Once she loved a man who was also seduced by four a.m.. He loved the moment of first light, the pivot point when melancholy drunken trolls fed birds before turning to stone. In fact, it was only turning she loved. He had none for the trolls or beak-bitten worms and his women were always pretty.

Once she courted a witch who wore lipstick, dildoes and a pink bubble watch. The witch liked the cute pink watch face and shiny silver airplane that buzzed around each minute and the aesthetic irony of it on her wrist. What our girl monster liked was how the airplane circled a map of the earth seen from the north pole, reducing time zones to seconds. The equation reminded her of something precious that lay just beyond reach of the groping fingers of her memory. She liked the frustration.
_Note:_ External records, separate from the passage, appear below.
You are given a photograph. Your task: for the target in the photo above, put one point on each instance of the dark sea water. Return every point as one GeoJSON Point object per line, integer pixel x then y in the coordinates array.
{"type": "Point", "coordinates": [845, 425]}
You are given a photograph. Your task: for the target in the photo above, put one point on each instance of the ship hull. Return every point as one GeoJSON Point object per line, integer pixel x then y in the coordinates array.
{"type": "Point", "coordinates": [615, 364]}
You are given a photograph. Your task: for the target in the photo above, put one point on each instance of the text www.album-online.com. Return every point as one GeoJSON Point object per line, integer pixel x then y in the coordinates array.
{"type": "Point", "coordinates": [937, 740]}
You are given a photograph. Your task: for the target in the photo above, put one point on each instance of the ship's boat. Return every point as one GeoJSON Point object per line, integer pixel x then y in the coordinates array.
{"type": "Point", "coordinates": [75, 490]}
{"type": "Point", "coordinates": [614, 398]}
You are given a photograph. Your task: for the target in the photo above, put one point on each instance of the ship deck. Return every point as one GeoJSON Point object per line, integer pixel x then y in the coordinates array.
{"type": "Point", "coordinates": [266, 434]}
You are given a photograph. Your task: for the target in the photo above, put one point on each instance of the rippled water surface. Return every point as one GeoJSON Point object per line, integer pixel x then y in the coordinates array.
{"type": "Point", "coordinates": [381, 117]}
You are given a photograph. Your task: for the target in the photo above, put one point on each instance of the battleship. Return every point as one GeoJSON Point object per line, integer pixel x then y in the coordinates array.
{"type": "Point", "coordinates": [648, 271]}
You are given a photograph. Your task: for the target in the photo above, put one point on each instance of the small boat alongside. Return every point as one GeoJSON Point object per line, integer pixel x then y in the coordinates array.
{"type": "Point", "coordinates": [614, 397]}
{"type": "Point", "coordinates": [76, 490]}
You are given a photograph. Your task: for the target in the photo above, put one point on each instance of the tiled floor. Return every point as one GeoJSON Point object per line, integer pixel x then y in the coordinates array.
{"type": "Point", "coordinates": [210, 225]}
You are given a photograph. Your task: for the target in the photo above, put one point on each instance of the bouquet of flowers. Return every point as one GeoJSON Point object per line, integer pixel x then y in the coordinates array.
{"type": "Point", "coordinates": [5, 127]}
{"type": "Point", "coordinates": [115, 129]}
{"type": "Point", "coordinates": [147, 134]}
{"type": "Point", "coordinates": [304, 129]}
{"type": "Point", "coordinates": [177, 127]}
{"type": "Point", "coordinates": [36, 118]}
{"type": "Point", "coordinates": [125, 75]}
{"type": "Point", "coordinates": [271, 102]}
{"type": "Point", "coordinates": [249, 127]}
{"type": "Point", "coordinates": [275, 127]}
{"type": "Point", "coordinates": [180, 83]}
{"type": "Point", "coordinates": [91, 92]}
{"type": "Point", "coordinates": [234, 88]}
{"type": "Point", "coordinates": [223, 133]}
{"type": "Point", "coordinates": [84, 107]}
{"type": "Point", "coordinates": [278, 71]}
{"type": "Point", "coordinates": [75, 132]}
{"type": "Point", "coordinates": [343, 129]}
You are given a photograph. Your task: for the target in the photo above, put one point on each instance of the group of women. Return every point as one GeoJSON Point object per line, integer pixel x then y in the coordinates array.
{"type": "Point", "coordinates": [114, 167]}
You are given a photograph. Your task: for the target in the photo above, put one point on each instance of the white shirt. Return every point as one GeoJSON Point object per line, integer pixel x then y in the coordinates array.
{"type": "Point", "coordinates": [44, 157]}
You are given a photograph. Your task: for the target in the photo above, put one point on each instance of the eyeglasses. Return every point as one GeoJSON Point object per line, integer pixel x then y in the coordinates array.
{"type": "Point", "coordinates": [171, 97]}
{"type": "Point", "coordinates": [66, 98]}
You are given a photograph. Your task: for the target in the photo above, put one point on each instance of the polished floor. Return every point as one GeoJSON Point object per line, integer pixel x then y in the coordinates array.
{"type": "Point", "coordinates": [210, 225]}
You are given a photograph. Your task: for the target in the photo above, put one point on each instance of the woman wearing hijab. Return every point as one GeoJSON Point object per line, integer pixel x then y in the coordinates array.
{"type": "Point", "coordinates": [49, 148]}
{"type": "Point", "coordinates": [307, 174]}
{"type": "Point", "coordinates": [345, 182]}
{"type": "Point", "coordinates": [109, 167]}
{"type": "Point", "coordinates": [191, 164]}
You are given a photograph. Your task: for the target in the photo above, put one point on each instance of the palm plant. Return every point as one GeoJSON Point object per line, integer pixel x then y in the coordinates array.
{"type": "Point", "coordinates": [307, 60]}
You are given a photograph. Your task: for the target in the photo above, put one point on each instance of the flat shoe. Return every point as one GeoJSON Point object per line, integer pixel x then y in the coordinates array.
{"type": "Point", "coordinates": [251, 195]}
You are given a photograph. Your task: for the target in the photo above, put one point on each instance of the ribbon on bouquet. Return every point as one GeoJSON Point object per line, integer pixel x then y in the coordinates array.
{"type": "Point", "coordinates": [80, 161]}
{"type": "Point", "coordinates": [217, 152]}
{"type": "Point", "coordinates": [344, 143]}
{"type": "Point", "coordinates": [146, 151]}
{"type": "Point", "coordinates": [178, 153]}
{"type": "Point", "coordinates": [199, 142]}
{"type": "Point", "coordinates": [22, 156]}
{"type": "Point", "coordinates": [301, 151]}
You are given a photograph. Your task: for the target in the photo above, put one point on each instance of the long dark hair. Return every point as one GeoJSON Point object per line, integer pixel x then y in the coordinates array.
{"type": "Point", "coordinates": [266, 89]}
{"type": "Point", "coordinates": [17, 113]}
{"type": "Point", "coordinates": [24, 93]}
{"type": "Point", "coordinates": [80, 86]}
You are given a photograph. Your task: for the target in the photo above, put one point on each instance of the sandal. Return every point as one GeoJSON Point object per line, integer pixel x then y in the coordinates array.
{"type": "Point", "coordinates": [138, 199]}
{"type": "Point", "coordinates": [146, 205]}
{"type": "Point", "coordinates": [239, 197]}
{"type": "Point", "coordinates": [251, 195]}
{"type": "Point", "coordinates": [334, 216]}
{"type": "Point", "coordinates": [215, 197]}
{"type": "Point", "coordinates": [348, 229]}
She liked the frustration:
- of strip-teasing for the blind.
- of screaming at the deaf.
- of lighting fires under the frigid.
- of fighting evil.
- of trying to stop the hand of the sundial to hold at four a.m..

She must have loved the frustration, as Pam had grown to love the psychiatric hospital and as Priscilla had grown to love her wheelchair. Our girl wondered about this four o'clock, fifty-nine second love and asked hersef if it was the same love she had felt a minute earlier. She wondered if she really loved the moment or only the dawn-lit trolls cursing themselves while straining to push blood through stone veins and the hourglass sucking its stomach to stop time.